(ATF) Recovery is widening in the world’s second largest economy – the first one hit by the coronavirus and the first to rebound – and beginning to even out as China’s laggard provinces start to catch up with the national average.
The Covid pandemic has shown up marked differences between provinces in China as the impact of lockdown measures and weaker export performance has varied with the duration and recovery from the shock differing across the country.
The economies of regional and local governments (RLGs) ended 2020 with substantial disparities and provinces that recorded the greatest growth declines in 2020 – Hubei, Henan, Beijing, Shanghai, Fujian and Jiangxi – had the most severe outbreaks of coronavirus infections and subsequent lockdown measures, according to Moody’s Investors Service.
These provinces also had greater exposure to the private enterprise sector and export markets, it said.
Provinces that experienced less impact on growth were Yunnan, Guizhou, Shaanxi, Sichuan, Anhui, while those reporting the smallest decline in growth were Xinjiang, Ningxia, Shanxi, Gansu, Guangxi, Hainan, Shandong, Jilin and Tibet.

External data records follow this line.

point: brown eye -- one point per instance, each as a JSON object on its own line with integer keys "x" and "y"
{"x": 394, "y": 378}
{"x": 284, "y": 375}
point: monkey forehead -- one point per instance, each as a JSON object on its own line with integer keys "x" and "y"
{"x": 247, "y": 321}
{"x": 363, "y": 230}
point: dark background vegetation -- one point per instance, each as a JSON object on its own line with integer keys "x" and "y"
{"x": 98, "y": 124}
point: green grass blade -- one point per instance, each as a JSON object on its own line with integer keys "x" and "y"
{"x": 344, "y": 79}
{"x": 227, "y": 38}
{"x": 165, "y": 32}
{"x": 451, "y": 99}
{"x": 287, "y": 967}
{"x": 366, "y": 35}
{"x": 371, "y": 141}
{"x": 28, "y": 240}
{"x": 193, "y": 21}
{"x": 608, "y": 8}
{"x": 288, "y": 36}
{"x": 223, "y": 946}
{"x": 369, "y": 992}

But as the recovery has strengthened in magnitude it has also broadened out, Shehzad Qazi, managing director at China Beige Book International told Asia Times Financial Television.

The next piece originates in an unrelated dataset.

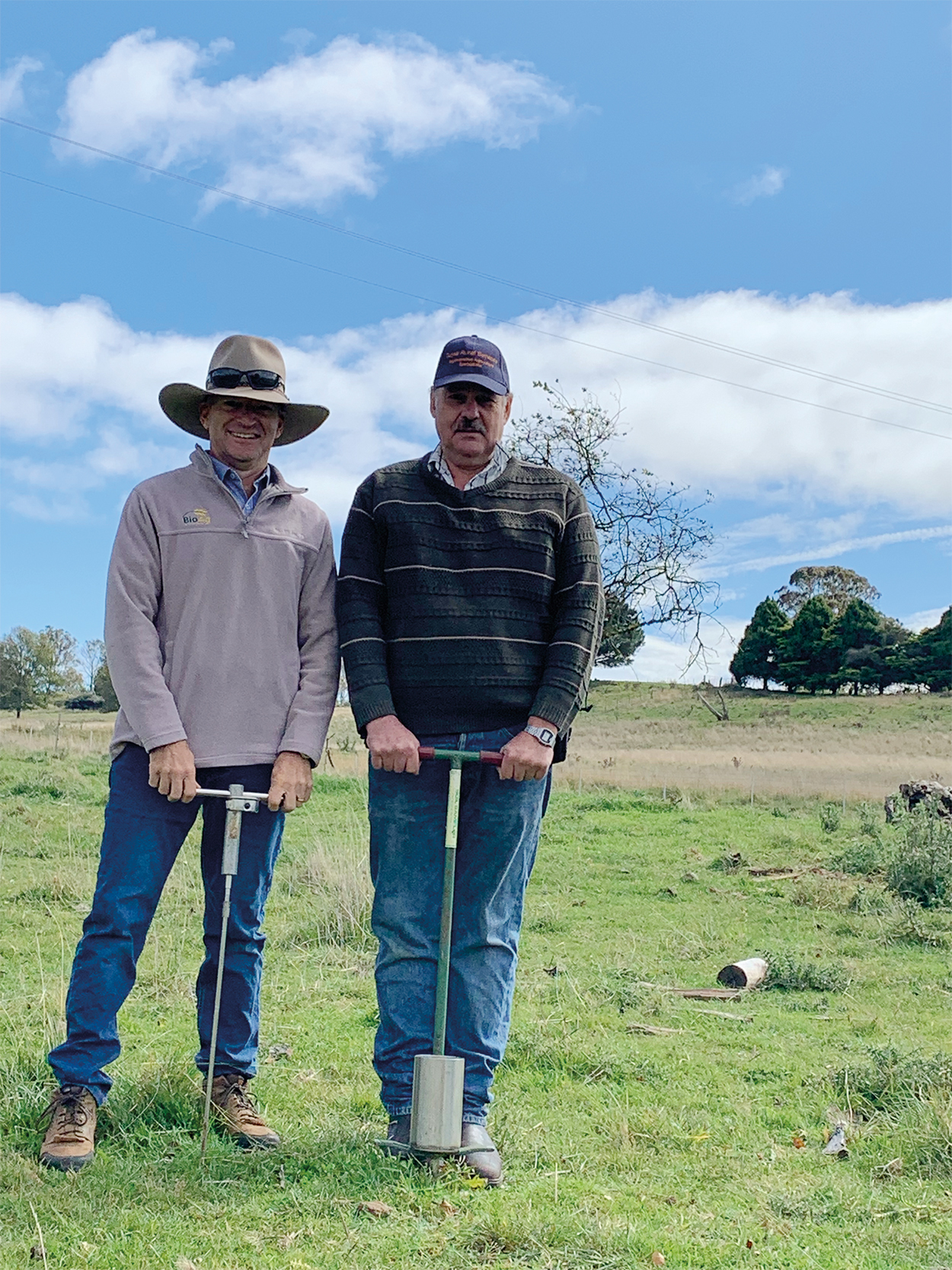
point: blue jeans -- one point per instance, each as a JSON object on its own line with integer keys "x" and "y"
{"x": 499, "y": 827}
{"x": 142, "y": 836}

“The nature of the recovery seems to be transforming from what we saw last year. Number one, it's becoming more even. So whereas last year, the economy was recovering on the back of the richer provinces, the major metropolitan areas doing well, and other parts of the country were lagging behind, this quarter we're seeing that some of the more far-flung lesser developed poor parts of the country are beginning to catch up and doing just as well, if not better than some of the larger metropolitan areas,” Qazi said.
He added that the economy is also becoming healthier and it was not just industry leading the rebound, at least in the first quarter of 2021.
However, it was not smooth sailing for the economy last year, when growth fell to 2.3 from 6% in 2019.
This year, the International Monetary Fund anticipates China's economy will grow by 8.1% as the country puts the pandemic behind it. That is likely to outstrip the US, which is tipped to see 5.1% growth, plus the euro area, likely to expand by 4.2%, and Japan, which is forecast to see 3.1% growth.
Services sector still sluggish
“While the Chinese consumer side of the economy is doing better than it had in previous quarters, the interesting thing here is that we don't see a similar ramp-up, a similar strong performance on the services side of the economy,” said Qazi.
“So there are lots of questions then about the overall state of the consumer economy, the overall state of the consumption economy and how strong it really is, because we're not seeing services come up and take the kind of lead, that we need it to.”
China's sluggish recovery in domestic consumption is a weight on the global resurgence both in terms of the country's growth and its demand for products from exporting countries. On the other hand, robust demand from other developed economies had breathed life into China's economy.
The reopening of developed economies has bolstered demand for home electric appliances, vehicles and automatic data processors, boosting total Chinese exports by 60.6% year-on-year to $468.87 billion in the January-February period, according to government data.
So it may be too early to say that China is driving a commodity supercycle -- decade-long periods in which commodities trade above their long-term price trend.
“Major investment banks were putting out quite a lot of reports and so far more than the narrative was that there's going to be a commodity supercycle and most importantly, it was going to be China that would drive this commodity super-cycle, [but] now China Beige Book data just simply do not show that to be the case,” Qazi said.
“The other side is also, what's going on with the property market? And when we looked at the property sector data we said, 'Look, the property market is very clearly cooling off'.
"So the results just do not support the idea of there being some kind of China-driven commodities super-cycle, which of course has lots of implications for countries like Australia, or even far-flung places like Brazil, [as] they export iron ore and other raw goods and that ultimately China consumes to produce its various metals, whether it's aluminium, whether it's copper, and so forth.”
Targeting debt in property sector?
Meanwhile, the government has moved to curb debt-fueled expansion in the real estate sector as part of a broader push to refocus on financial risks, with the top banking regulator recently expressing concern about property bubbles.
And this may be bearing fruit in some part.
China's total credit grew by 3.34 trillion yuan in March and 10.24 trillion yuan in 1Q21, down 873 billion yuan from 1Q20. But yuan loans grew by 7.91 trillion yuan in 1Q21, which was an increase of 659 billion yuan from 1Q20.
This gap is explained by a decline in shadow banking activities, including trust loans, entrusted loans, and lower fund raising from corporate bonds and stocks.
“In this particular quarter, we're seeing tentative signs of deleveraging. So, as you said, we are seeing a drop in borrowings, most importantly, not only just the sectoral differences. But we saw state firm borrowing at a historic low – we saw large firm borrowing at half a decade low. Interest rate differential between what private firms are paying, estate firms are paying, at least on paper, was rather massive.
"So it seems like that there, perhaps, may be an early attempt at deleveraging. Now it's just a quarter, it's hard to say, you know that .. China is much more serious about cutting back on, or tackling the debt problem.”